To read more of the article, click here: Petro Powers to Launch Gulfo Currency.
Obviously, we were not fans of the idea – nor are we now; the difference is that in the past six months the Gulf states have rethought the idea themselves. What once seemed an obvious evolution has turned into a theoretical go-slow zone. And with the increasing time span, and these latest developments, it seems more obvious to us than ever that currency consolidation has elements of a kind of fad – a fashionable exercise that seemed inevitable only so long as central bankers could maintain a bubble economy allowing the happy planning to continue.
The Western economic collapse, at once dreaded and anticipated by EU leaders, is not after all leading inevitably to a closer political union. In fact, it seems to be creating a level of bickering that threatens not just gestating currencies but even the euro itself. And there are even bigger ramifications – that have to do with the effectiveness of elite plans in the 21st century and the ability of the power-elite to realize them. Events are seemingly spinning out of control.
Middle East ministers' minds have recently been concentrated on the strains besetting the euro, underlining what can go wrong when economic disparities increase across a fixed rate system – and the limits on political solidarity. In the case of Europe, even democratically-elected leaders of states that have been economically and politically bound together since the 1950s have been having second thoughts on whether they really have the cohesion to weather the pressures of monetary union. How much greater must be the doubts and soul-searching among non-elected rulers of Arab states still bound together more by traditional tribal and family loyalties than any overriding political ties. (- MarketWatch)

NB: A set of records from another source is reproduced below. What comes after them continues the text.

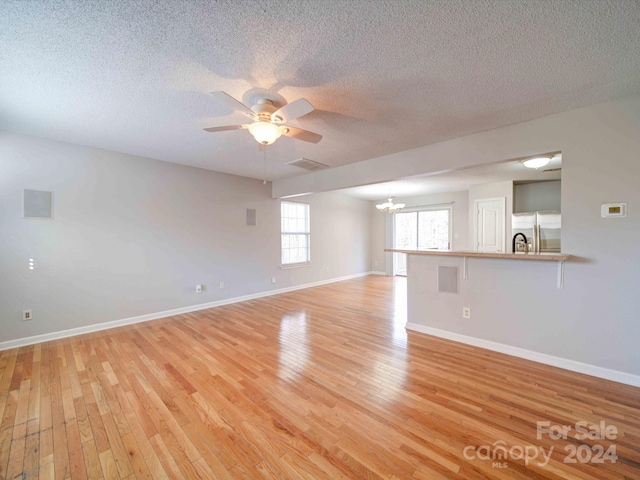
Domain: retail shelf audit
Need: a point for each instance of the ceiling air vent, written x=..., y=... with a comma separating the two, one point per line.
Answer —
x=308, y=164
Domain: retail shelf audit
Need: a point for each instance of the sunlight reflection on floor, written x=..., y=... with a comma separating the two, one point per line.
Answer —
x=399, y=316
x=294, y=348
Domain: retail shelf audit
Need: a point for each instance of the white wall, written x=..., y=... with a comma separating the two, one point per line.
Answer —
x=486, y=191
x=537, y=196
x=133, y=236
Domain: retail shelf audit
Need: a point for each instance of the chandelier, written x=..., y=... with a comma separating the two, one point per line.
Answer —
x=390, y=207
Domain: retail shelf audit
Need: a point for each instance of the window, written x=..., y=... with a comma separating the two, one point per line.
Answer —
x=295, y=229
x=423, y=230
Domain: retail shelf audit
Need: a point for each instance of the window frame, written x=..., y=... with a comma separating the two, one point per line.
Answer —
x=417, y=210
x=306, y=233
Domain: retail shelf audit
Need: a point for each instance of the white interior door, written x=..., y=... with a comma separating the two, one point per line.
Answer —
x=490, y=224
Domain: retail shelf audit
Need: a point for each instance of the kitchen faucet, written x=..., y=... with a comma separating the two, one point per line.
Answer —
x=513, y=244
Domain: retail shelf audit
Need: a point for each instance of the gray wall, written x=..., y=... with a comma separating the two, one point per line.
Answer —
x=133, y=236
x=533, y=197
x=595, y=318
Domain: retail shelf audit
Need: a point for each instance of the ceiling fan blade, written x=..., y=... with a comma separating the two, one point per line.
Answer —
x=232, y=102
x=224, y=128
x=301, y=134
x=292, y=110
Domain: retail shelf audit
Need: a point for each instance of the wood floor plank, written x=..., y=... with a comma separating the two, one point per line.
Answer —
x=317, y=383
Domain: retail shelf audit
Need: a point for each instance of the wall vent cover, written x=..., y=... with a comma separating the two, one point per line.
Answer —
x=447, y=279
x=37, y=204
x=308, y=164
x=252, y=219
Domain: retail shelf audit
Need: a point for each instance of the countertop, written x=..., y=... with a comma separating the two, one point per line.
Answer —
x=549, y=257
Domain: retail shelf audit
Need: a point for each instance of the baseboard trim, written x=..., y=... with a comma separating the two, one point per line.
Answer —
x=572, y=365
x=72, y=332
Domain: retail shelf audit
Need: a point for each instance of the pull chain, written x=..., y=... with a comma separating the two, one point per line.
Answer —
x=264, y=149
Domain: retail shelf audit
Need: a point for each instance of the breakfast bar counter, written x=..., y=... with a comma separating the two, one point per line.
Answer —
x=549, y=257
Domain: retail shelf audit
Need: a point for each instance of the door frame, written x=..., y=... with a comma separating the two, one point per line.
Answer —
x=476, y=211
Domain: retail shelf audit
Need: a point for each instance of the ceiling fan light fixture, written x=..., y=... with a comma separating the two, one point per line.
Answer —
x=537, y=162
x=390, y=207
x=264, y=132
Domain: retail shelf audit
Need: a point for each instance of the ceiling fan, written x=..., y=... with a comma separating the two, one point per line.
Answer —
x=268, y=120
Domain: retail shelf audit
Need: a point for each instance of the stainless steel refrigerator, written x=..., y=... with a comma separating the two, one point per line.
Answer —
x=542, y=230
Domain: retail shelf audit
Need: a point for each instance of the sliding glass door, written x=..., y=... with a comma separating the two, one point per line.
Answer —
x=428, y=229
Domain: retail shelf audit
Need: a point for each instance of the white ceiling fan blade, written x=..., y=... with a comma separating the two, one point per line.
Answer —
x=224, y=128
x=292, y=110
x=301, y=134
x=232, y=102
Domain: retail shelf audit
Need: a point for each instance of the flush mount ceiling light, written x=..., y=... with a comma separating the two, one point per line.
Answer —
x=537, y=162
x=389, y=206
x=264, y=132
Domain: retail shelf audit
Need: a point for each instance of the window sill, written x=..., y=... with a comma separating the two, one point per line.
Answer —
x=295, y=265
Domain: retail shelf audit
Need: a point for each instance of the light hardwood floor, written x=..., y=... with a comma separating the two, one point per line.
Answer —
x=319, y=383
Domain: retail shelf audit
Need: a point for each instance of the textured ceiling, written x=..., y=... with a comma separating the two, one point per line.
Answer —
x=384, y=75
x=458, y=180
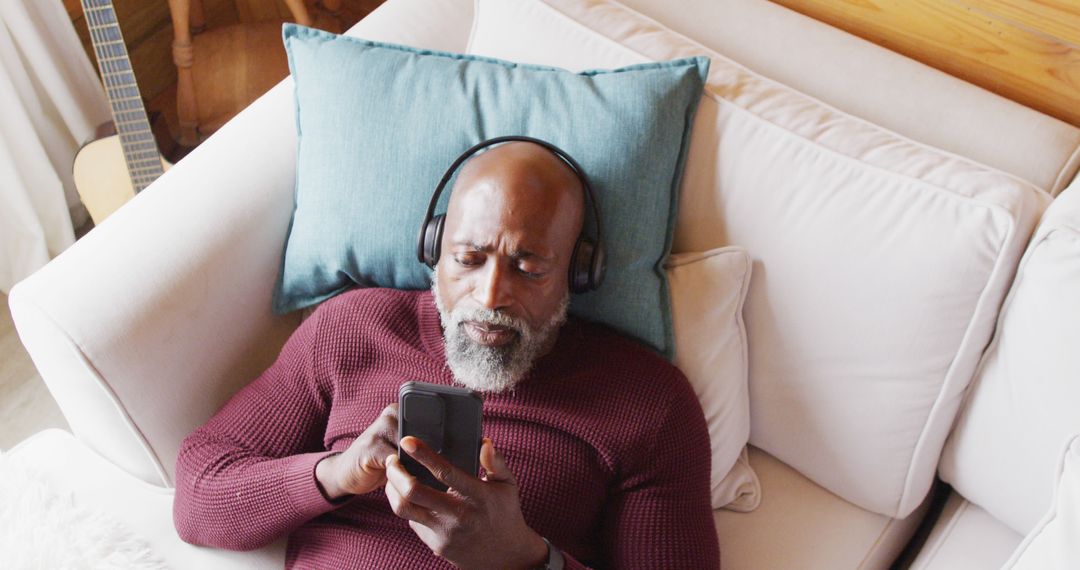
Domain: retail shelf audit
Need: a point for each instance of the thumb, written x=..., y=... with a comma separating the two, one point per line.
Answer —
x=495, y=465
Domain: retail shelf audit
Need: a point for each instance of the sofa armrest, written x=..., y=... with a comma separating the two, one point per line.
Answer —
x=148, y=324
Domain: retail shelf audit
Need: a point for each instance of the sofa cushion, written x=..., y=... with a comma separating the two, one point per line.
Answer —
x=964, y=537
x=800, y=525
x=709, y=290
x=98, y=486
x=379, y=123
x=879, y=85
x=1054, y=541
x=881, y=262
x=1023, y=405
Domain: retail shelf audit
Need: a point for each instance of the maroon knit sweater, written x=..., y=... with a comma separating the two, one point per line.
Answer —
x=606, y=439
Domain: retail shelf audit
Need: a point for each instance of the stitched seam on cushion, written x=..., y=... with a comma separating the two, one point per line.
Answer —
x=948, y=529
x=472, y=30
x=980, y=307
x=109, y=393
x=874, y=126
x=1067, y=173
x=877, y=543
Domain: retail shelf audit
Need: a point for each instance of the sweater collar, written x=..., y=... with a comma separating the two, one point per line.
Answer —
x=431, y=326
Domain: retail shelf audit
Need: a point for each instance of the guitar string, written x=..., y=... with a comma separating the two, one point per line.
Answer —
x=100, y=22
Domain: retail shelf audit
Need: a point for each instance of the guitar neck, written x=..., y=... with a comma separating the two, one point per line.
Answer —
x=129, y=113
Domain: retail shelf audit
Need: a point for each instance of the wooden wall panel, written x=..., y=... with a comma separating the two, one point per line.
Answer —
x=1025, y=50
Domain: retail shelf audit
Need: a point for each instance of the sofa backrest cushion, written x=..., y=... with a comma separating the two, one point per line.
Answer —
x=1025, y=399
x=879, y=262
x=879, y=85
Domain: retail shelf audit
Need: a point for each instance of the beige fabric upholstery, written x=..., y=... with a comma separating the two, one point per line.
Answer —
x=867, y=327
x=1003, y=451
x=966, y=538
x=880, y=85
x=97, y=485
x=147, y=325
x=800, y=525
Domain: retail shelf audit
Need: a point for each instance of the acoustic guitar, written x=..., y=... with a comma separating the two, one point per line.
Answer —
x=123, y=159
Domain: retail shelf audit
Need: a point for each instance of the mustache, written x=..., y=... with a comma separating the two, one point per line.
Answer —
x=488, y=316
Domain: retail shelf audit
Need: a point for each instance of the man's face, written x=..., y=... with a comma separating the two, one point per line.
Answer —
x=501, y=280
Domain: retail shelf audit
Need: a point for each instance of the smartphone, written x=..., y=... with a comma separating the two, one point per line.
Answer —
x=447, y=419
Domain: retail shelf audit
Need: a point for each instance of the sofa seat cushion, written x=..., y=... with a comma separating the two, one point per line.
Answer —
x=966, y=538
x=98, y=486
x=800, y=525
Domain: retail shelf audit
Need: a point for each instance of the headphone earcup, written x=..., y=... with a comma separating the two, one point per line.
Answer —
x=431, y=240
x=581, y=267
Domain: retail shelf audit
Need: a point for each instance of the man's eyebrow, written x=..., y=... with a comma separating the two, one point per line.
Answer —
x=525, y=254
x=516, y=254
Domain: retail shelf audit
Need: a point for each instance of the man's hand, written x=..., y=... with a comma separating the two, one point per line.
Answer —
x=477, y=523
x=362, y=467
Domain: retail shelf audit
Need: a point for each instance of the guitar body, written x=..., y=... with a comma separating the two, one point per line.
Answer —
x=100, y=177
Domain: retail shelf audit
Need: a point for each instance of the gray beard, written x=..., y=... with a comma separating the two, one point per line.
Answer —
x=494, y=369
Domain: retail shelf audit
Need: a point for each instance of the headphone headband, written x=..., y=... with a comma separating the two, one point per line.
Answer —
x=431, y=230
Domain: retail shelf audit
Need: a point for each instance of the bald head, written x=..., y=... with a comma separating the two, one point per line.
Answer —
x=529, y=177
x=502, y=279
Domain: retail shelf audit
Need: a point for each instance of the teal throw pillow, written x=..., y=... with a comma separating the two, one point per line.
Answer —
x=378, y=124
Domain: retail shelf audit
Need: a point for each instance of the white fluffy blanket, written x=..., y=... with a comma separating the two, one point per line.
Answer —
x=43, y=528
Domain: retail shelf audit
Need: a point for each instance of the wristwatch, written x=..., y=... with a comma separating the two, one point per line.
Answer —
x=555, y=559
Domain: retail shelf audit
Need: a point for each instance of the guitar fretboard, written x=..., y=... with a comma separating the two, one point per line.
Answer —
x=129, y=113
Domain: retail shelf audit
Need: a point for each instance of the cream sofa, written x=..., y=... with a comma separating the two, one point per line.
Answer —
x=146, y=326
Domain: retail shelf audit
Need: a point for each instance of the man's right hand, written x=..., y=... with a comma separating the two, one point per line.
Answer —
x=362, y=467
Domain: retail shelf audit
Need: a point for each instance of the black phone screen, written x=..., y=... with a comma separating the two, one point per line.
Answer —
x=447, y=419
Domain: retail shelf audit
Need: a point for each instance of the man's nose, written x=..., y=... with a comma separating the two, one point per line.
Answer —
x=493, y=290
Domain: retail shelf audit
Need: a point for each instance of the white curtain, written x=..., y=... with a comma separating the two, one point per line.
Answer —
x=51, y=100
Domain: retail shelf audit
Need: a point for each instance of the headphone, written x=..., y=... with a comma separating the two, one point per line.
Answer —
x=588, y=263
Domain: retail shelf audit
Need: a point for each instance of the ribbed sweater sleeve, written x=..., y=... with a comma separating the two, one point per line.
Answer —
x=246, y=477
x=658, y=516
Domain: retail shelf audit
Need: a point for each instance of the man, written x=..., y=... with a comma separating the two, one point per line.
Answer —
x=593, y=444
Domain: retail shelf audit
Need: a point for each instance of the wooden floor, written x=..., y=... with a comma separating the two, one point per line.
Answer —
x=26, y=406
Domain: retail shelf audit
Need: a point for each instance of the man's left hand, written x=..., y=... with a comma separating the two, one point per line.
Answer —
x=477, y=523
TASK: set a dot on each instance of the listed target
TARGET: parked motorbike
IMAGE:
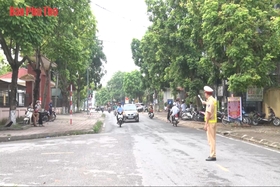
(189, 114)
(200, 116)
(151, 114)
(220, 116)
(45, 116)
(260, 118)
(53, 117)
(28, 116)
(120, 119)
(245, 119)
(175, 120)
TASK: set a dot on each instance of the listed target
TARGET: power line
(117, 14)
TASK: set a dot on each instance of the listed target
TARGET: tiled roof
(21, 72)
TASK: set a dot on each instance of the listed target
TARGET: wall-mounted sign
(234, 108)
(254, 94)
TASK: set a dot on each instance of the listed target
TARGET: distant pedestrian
(50, 110)
(210, 121)
(168, 113)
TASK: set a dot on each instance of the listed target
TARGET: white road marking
(269, 149)
(57, 153)
(222, 168)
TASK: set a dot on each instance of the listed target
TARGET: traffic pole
(70, 104)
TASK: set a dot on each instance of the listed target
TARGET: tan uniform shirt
(210, 108)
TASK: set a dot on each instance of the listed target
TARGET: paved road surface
(150, 152)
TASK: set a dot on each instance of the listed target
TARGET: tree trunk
(36, 91)
(65, 102)
(13, 95)
(46, 88)
(37, 69)
(78, 99)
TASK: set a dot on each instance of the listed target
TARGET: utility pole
(87, 90)
(56, 87)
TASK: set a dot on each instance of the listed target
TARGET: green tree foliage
(102, 96)
(68, 39)
(195, 42)
(19, 35)
(4, 68)
(115, 86)
(133, 85)
(239, 38)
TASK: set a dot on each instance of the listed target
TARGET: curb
(244, 137)
(48, 135)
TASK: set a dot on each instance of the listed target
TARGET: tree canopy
(68, 39)
(197, 42)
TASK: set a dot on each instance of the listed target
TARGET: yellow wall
(272, 98)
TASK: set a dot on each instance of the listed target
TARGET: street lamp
(87, 89)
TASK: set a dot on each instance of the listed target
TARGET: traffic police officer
(210, 121)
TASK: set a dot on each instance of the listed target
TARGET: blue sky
(119, 21)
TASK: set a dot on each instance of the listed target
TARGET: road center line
(56, 153)
(223, 168)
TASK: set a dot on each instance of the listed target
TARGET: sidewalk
(81, 124)
(264, 135)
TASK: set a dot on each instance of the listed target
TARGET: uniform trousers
(211, 137)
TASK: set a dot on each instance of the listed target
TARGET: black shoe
(211, 159)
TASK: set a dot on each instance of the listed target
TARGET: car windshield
(129, 107)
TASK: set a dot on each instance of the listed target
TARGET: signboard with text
(234, 108)
(254, 94)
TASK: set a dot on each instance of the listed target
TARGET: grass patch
(3, 121)
(97, 126)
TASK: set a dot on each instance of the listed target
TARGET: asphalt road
(150, 153)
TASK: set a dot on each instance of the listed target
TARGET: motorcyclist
(178, 105)
(119, 110)
(183, 106)
(151, 109)
(174, 110)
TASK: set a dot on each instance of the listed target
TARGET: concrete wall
(272, 98)
(4, 112)
(167, 95)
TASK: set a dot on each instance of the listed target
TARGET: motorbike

We are most aware that the alternative press (much of it anyway) portrays the powers-that-be as fairly infallible and the extent of their reach as endlessly broad. We believe that the 21st century is becoming a good deal less hospitable to the dominant social themes of the elite than the 20th century. Global warming, serial Middle East wars, the EU and euro itself – all memes once trumpeted successfully are now seemingly in difficulty. It is a combination of the current economic crisis and the truth-telling of the Internet that has raised the consciousness of millions.
We don't mean to suggest that powerful families and individuals that together own much of the world's wealth are somehow going to stop their drive for increased global governance. But here at the Bell, every day, we track the success or failure of the promotions that are utilized in this drive for worldwide consolidation and control. We see the degradation of these themes along with continued successes. We remain certain the world is a far more complex place in the 21st century than the 20th – even for the elite itself. And certainly for investors trying to figure out what is coming next.